Question

how do i find the derivative of
f(x)=5-IX-5I

Answer 1

well, the limit from the left and the right dont match when you get to x=5; so there is no 'derivative'

Answer 2

how would i find the critical numbers

Answer 3

but, ther eis a derivative for the left and a derivative for the right if anything...

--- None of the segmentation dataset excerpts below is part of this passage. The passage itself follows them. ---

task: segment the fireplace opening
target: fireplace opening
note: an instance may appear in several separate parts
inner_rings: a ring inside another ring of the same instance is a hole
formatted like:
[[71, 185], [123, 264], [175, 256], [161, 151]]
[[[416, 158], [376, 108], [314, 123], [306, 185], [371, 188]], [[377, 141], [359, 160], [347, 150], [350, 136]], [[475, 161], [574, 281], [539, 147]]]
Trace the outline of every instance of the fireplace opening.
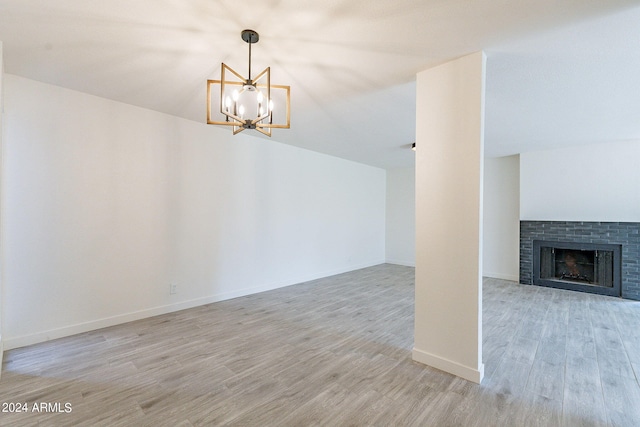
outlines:
[[533, 243], [534, 285], [620, 296], [619, 245]]

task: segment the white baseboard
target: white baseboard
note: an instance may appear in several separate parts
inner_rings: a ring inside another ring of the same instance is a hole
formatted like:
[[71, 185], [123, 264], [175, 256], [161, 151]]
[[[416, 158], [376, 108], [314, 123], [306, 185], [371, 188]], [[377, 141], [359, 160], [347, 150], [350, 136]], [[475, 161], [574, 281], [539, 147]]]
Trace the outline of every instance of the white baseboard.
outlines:
[[501, 280], [509, 280], [511, 282], [519, 282], [520, 281], [520, 276], [518, 275], [511, 275], [511, 274], [502, 274], [502, 273], [489, 273], [486, 271], [482, 272], [482, 275], [484, 277], [491, 277], [493, 279], [501, 279]]
[[478, 369], [471, 368], [416, 348], [413, 349], [412, 356], [416, 362], [432, 366], [476, 384], [480, 384], [484, 377], [484, 363], [480, 364]]
[[386, 261], [387, 264], [395, 264], [395, 265], [404, 265], [405, 267], [415, 267], [415, 261], [403, 261], [399, 259], [388, 259]]
[[[153, 308], [139, 310], [131, 313], [119, 314], [115, 316], [105, 317], [102, 319], [91, 320], [89, 322], [83, 322], [75, 325], [64, 326], [61, 328], [49, 329], [46, 331], [37, 332], [35, 334], [6, 338], [3, 340], [3, 342], [0, 342], [0, 345], [4, 345], [4, 350], [11, 350], [14, 348], [25, 347], [28, 345], [38, 344], [38, 343], [49, 341], [49, 340], [68, 337], [70, 335], [76, 335], [76, 334], [82, 334], [85, 332], [95, 331], [96, 329], [107, 328], [109, 326], [120, 325], [122, 323], [133, 322], [140, 319], [146, 319], [148, 317], [172, 313], [174, 311], [185, 310], [188, 308], [198, 307], [201, 305], [211, 304], [214, 302], [225, 301], [225, 300], [243, 297], [246, 295], [257, 294], [265, 291], [271, 291], [273, 289], [296, 285], [298, 283], [321, 279], [323, 277], [334, 276], [336, 274], [342, 274], [342, 273], [346, 273], [353, 270], [359, 270], [361, 268], [372, 267], [378, 264], [384, 264], [384, 261], [377, 260], [377, 261], [367, 262], [362, 264], [354, 264], [345, 268], [340, 268], [335, 270], [326, 270], [326, 271], [315, 273], [315, 274], [297, 277], [287, 281], [272, 282], [272, 283], [267, 283], [261, 286], [242, 288], [242, 289], [234, 290], [232, 292], [222, 292], [219, 294], [214, 294], [214, 295], [210, 295], [203, 298], [197, 298], [197, 299], [192, 299], [188, 301], [181, 301], [174, 304], [153, 307]], [[0, 359], [1, 359], [1, 355], [0, 355]]]

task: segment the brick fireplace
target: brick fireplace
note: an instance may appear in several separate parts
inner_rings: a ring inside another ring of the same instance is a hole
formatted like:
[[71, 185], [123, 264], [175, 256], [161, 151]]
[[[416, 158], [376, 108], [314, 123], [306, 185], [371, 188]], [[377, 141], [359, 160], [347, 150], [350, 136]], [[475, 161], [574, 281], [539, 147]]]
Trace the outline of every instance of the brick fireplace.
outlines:
[[640, 300], [640, 223], [520, 221], [520, 283]]

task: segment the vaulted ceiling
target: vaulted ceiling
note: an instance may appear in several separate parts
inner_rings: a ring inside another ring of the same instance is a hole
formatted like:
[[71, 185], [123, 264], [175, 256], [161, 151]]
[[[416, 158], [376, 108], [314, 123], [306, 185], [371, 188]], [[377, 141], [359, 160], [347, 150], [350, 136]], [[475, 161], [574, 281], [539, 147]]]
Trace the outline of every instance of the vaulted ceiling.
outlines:
[[291, 86], [283, 143], [411, 165], [416, 73], [481, 49], [487, 155], [640, 140], [638, 0], [0, 0], [5, 72], [203, 123], [245, 28]]

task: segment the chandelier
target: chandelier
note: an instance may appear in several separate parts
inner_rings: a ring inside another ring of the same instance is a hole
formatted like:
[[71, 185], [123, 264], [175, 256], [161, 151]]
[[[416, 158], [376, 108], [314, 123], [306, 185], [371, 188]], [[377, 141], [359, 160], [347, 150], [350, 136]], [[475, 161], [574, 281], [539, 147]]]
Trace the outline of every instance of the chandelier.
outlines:
[[251, 45], [260, 36], [253, 30], [241, 36], [249, 44], [249, 77], [222, 63], [220, 80], [207, 80], [207, 124], [232, 126], [234, 135], [255, 129], [271, 136], [271, 129], [289, 129], [289, 86], [271, 84], [271, 67], [251, 77]]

the left = 1 and the right = -1

Answer 4

how?

Answer 5

recognize it as the absolute value function and notice the high point is at x=5

Answer 6

what is a u-substitiution?

Answer 7

it is where you rename part of an expression as u='whatever you want to substtute u with'

Answer 8

its a way to clean up a messy expression

Answer 9

how would it work here? with this problem, if you dont mind explaining

Answer 10

cause i see that in regards to this function it can be writen as : \[-(x-5)/(IX-5I)\]

Answer 11

u = x-5 is the most likely substitution

5 - |u| is your expression....

your still left with trying to determine the derivative of an underivable equation that would have to be split up into seperate domains

Answer 12

\[f(x)=\left\{\frac{5-u: u>5}{5+u:u<5} \right\}\]

Answer 13

what happens if the original function is undefined at a value

Answer 14

will the derivative be undefined at that same value

Answer 15

as long as the limit from the left and right converge to a single number; then its good ... if i reall correctly

Answer 16

what happens with the function : 1+1/x

Answer 17

I mean x+1/x

Answer 18

remember the definition of a derivative is:

\[\lim_{h ->0}\cfrac{f(x+h)-f(x)}{h}\]
if the limit doesnt exist, the derivative dont exist

Answer 19

just by looking at the original function, i can automatically say that there is a vertical asympote at 0 correct.

Answer 20

yes, thats a fair assumption

Answer 21

now in this case x=0, would not be considered a critical number right, since both the original function as well as the derivative is undefined here. There would be a discontinuity at 0.

Answer 22

But, lets say that the function was still defined at a number but the derivative is not, then that number would still be a critical number right?

Answer 23

yes.